The D7000 image is curious as the ISO setting doesn't seem to be in the
exif data. I don't see banding so much as blotchy but random chroma
noise, as if it was taken at high ISO.

The "D5200" sample is worthless, without exif data and information about
post-processing. There's certainly horizontal banding in lifted shadow
areas, but there's no proof this is even from a D5200.
Some base ISO D5200 raw samples might reveal if there's an issue or not.

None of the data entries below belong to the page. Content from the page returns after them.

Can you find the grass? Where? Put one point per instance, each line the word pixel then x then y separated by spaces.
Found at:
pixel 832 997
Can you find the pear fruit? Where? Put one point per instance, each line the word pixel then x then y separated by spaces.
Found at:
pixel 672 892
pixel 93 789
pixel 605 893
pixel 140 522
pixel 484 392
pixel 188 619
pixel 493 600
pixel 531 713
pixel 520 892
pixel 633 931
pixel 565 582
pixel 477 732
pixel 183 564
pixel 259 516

Despite the obvious banding, the image is actually very good. I see
the EXIF data in Firefox's EXIF add-on.

snip
OK - I didn't look at full exif - didn't see that it was there.
Imaging resource has D5200 raw files available for d/l. They're only
their standard studio shots, and I can only open them in Nikon ViewNX at
the moment.
Anyway, I can't see any hint of banding or pattern noise in ISO 100 deep
shadows pushed two stops, only the same typical random luma noise I've
seen on every Nikon DSLR since the D3/300. IMO, pushing base ISO D5200
raws would be a doddle for prints any size - you can see the grain on
screen, but you almost certainly wouldn't in print.
So - I'm buggared if I know what the story could be with the shot in the
link above. I suspect someone is trolling on DPReview - it wouldn't be
the first time.

On DPR's site, the converted raw D5200 samples look the same as the D600
samples, at higher ISO allowing one stop for FX (ie the D5200 ISO 800
sample looks just the same as the D600 ISO 1600 sample - as you should
expect). Not just noise, but resolution, colour, everything. It's
enough to make you wonder about Fx format - given the huge cost and
weight penalty - unless you really need that "extra stop" (something
which has always killed the wallet). I suspect most of us don't, and of
those of us who think we do, most of us are probably wrong.
But you can keep the D5200 with pentaprism, no AF motor etc. What you
get for the extra $300 for the D7100 is a no-brainer - unless you
absolutely must have an articulating screen for macro or whatever.